The other day when I was trying to get my Mom into bed, she said, I'm going to fall. I said, no, Mom, you're not- and then she DID fall, very, very slowly to the floor with both of us managing to keep her from breaking anything. I only strained my right wrist and hand and scraped it on a sharp bit on her wheel chair which was aiming for her head. dadgaderie was over 20 minutes away at a house sitting gig so I called hospice, who called her nurse, who called me and told me to call 911. Fifteen minutes later 6 giNORmous, gorgeous and very sweet firemen showed up to pop Mom into bed and check her out. She was fine, thank goodness, not even chilled as I covered her with a blanket and put a pillow under her head and gave her Reiki while we waited for rescue. I didn't have a melt down until dadgaderie showed up just as the fire truck was leaving. He'd run into a major traffic jam and it took him at least 40 minutes to make the usually 2 minute trip. Happy ending #2: people finally listened to me when I said I CAN'T DO THIS ON MY OWN and Mom didn't get hurt. Oh, and my wrist and hand are fine, even after being wrenched another time or two since then.

I envy you your gardens.

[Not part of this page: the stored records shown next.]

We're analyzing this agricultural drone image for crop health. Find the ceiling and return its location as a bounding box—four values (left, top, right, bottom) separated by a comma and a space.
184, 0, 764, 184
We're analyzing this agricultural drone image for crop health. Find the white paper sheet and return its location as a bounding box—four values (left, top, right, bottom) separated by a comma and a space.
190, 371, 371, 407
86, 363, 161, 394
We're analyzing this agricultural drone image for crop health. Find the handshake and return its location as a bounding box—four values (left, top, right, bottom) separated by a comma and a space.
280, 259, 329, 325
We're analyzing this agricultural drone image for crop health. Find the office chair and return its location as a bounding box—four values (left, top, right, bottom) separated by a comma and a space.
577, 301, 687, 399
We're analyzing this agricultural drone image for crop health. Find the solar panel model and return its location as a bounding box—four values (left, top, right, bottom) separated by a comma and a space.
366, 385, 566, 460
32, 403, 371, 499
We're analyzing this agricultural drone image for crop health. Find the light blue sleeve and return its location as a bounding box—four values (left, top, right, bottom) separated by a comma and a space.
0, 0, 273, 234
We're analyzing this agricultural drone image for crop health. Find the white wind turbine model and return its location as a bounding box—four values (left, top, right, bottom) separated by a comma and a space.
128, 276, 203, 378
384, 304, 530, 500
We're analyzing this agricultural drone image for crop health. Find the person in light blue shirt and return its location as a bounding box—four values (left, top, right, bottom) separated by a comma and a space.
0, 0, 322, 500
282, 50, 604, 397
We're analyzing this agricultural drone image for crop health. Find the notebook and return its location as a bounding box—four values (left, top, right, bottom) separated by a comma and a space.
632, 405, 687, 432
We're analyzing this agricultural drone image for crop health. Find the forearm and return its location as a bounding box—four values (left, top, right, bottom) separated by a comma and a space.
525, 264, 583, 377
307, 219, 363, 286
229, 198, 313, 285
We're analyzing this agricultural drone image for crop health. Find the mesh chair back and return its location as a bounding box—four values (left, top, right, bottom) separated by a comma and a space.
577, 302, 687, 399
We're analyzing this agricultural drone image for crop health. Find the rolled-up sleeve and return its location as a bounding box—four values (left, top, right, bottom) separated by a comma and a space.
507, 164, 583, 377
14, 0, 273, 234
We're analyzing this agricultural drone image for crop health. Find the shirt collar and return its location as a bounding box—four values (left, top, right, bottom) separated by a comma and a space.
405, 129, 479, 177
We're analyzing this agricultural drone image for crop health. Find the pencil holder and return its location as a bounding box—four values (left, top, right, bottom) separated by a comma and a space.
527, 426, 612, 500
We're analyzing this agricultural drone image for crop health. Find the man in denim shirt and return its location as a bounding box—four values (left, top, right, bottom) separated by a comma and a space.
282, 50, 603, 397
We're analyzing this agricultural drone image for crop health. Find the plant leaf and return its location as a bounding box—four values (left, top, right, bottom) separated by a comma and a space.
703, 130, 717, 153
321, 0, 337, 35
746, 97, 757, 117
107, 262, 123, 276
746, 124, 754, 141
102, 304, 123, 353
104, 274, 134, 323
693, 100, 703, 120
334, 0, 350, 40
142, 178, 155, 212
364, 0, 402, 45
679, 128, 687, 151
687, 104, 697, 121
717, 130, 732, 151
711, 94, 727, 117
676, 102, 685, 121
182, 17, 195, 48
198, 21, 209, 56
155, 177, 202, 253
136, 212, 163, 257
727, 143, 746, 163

I actually got to play gardener today with a couple of mealy-bug infested small jade plants. I'm saving up my strength for the big one which is at least 30 years old and very sick with mealy-bugs and scale. I wish some of you lived out here as some time we'll be having a Big Plant Giveaway and Rehoming Event.

Oh, and turnip? I love it when you smile and other people get nervous. It just makes me very happy.